I couldn't think of where else to post this question, so I put it here.

What size rail is most commonly used for 4-3/4 inch gauge?
Will 1inch scale trains run on code 332 rail, or do you need larger rail for that?


----------



## Amber (Jul 29, 2011)

I'm thinking more seriously about converting my 4 inch gauge track to 4-3/4 inch gauge track, for compatibility, so this info could be quite helpful, both for my 2 inch scale projects, and if I were to venture into 1/12th scale.


----------



## Chris Scott (Jan 2, 2008)

These might be helpful;

da trains! Railroad Data

Stan's Handy Converter for Model Railroaders


----------



## NTCGRR (Jan 2, 2008)

I use 5/8" rail on 1.5" X 1.5" X 10" ties 
I have some old 1/2" rail the club gave me but its bends too easy for them. I use it for guard rails. 
One of the members was visiting another 1.5" scale RR, he said how much work it was to rerail a front truck of a pacific, he said his 1" ,he just bends over and lifts it.


----------



## Dr Rivet (Jan 5, 2008)

Amber 

The rail I have for 1in scale is 5/8in "Culp" rail, common in the East. I have also seen some that was only 1/2in high from Real Trains in CA. 
I am using 1 in high for my 1.5in scale track. 

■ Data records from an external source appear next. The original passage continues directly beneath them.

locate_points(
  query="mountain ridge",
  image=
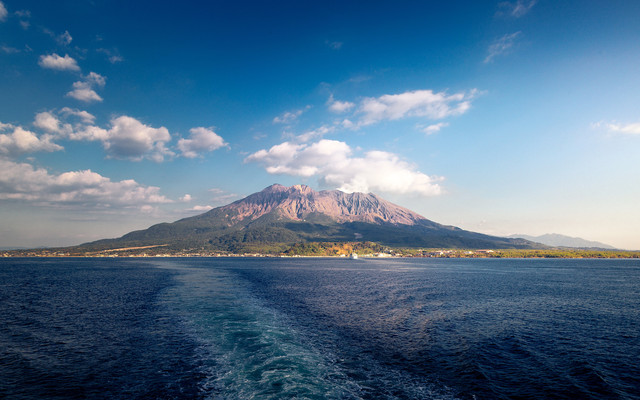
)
(558, 240)
(280, 215)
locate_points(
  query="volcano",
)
(280, 215)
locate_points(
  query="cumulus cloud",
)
(84, 90)
(64, 39)
(21, 181)
(54, 61)
(515, 9)
(434, 128)
(125, 138)
(131, 139)
(417, 103)
(335, 165)
(200, 141)
(628, 129)
(339, 106)
(289, 116)
(501, 46)
(112, 55)
(3, 12)
(22, 141)
(84, 116)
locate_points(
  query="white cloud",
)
(629, 129)
(131, 139)
(21, 141)
(21, 181)
(83, 90)
(64, 39)
(200, 141)
(48, 122)
(501, 46)
(3, 12)
(112, 55)
(417, 103)
(334, 164)
(515, 9)
(54, 61)
(314, 134)
(289, 116)
(339, 106)
(84, 116)
(431, 129)
(126, 138)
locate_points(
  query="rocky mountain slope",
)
(287, 215)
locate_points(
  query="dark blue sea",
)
(253, 328)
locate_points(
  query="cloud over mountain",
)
(335, 166)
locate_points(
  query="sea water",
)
(256, 328)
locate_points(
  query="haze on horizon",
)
(500, 117)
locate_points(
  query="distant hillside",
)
(557, 240)
(286, 215)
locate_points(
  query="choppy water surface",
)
(320, 329)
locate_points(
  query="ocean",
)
(306, 328)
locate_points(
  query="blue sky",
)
(499, 117)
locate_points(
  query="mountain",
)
(281, 215)
(557, 240)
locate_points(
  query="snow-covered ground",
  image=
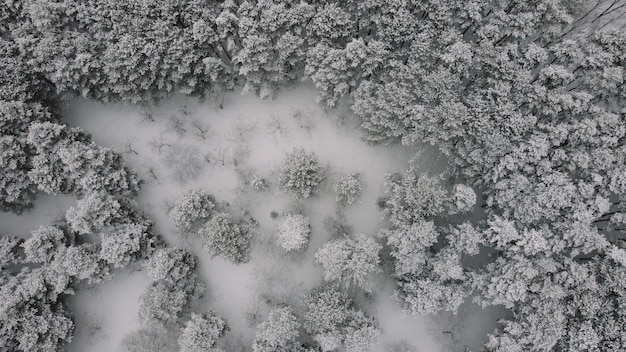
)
(47, 210)
(220, 149)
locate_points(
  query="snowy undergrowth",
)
(233, 153)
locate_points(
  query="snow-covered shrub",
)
(259, 183)
(127, 243)
(293, 232)
(326, 309)
(152, 339)
(362, 334)
(96, 211)
(464, 197)
(412, 196)
(351, 260)
(43, 244)
(349, 188)
(329, 341)
(279, 332)
(300, 174)
(174, 288)
(222, 236)
(185, 162)
(191, 210)
(171, 264)
(201, 332)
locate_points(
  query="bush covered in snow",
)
(300, 174)
(191, 210)
(350, 260)
(293, 232)
(349, 188)
(464, 197)
(278, 333)
(201, 332)
(223, 236)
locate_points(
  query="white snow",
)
(248, 137)
(47, 209)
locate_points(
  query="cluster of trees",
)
(329, 321)
(168, 308)
(525, 98)
(348, 189)
(293, 232)
(300, 174)
(197, 212)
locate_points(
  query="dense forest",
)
(526, 99)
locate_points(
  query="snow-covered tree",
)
(327, 309)
(350, 260)
(94, 212)
(300, 174)
(293, 232)
(192, 210)
(174, 287)
(224, 237)
(278, 333)
(44, 244)
(412, 197)
(148, 339)
(362, 334)
(349, 188)
(463, 198)
(31, 317)
(201, 332)
(126, 243)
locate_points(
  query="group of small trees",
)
(196, 212)
(332, 321)
(529, 111)
(329, 321)
(300, 174)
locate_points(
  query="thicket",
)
(524, 97)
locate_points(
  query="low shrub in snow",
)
(222, 236)
(191, 210)
(293, 232)
(349, 188)
(300, 174)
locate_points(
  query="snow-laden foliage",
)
(352, 261)
(300, 174)
(327, 309)
(126, 243)
(361, 334)
(174, 287)
(148, 339)
(31, 318)
(201, 332)
(463, 197)
(43, 244)
(278, 333)
(95, 212)
(412, 196)
(525, 99)
(293, 232)
(223, 236)
(191, 210)
(349, 188)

Maybe Marty Cozad will see the thread and let us know what he is using. 

EDIT - he beat me to it.


----------



## Amber (Jul 29, 2011)

Do you think that code 332 is too small for 1inch scale, if you're not going to ride on it? 
Would the 7/8ths scale wheels work ok on 1/2 inch or 5/8ths inch rail? 
I don't seem to be able to find a source for 1/2 inch rail or the 5/8ths rail on line. I know where Marty was getting his 5/8ths rail, but I understand they have it drop shipped from wherever they order it from, and I don't know if I can get a small quantity at a reasonable price.


----------



## Treeman (Jan 6, 2008)

How much are you looking for?


----------



## Amber (Jul 29, 2011)

You carry the 5/8ths rail, correct? Can you also get the 1/2 inch rail? 
My problem is that I can't afford to buy much of it at a time, which probably complicates shipping. That's why I've been using code 332 rail so far for the mine RR. The 1/2 inch or 5/8ths would be better for the big combine car. 
Also, knowing how much the rail costs per piece would help in knowing how many pieces I could afford to get at one time.


----------



## Treeman (Jan 6, 2008)

We have been having 5/8 rail drop shipped to Marty, we don't sell any 1/2. Send me an email. [email protected]


----------



## Amber (Jul 29, 2011)

OK, thanks.


----------



## overlandflyer (Jul 25, 2011)

Bill Donovan at Real Trains sells 0.50" high, 1" scale aluminum rail that i've used with no problems.

http://www.realtrains.com/


----------



## Amber (Jul 29, 2011)

Hey, thanks for the link! They must have changed their web address, I used to have their address bookmarked, but the last time I tried to go to their site, it wasn't there anymore.


----------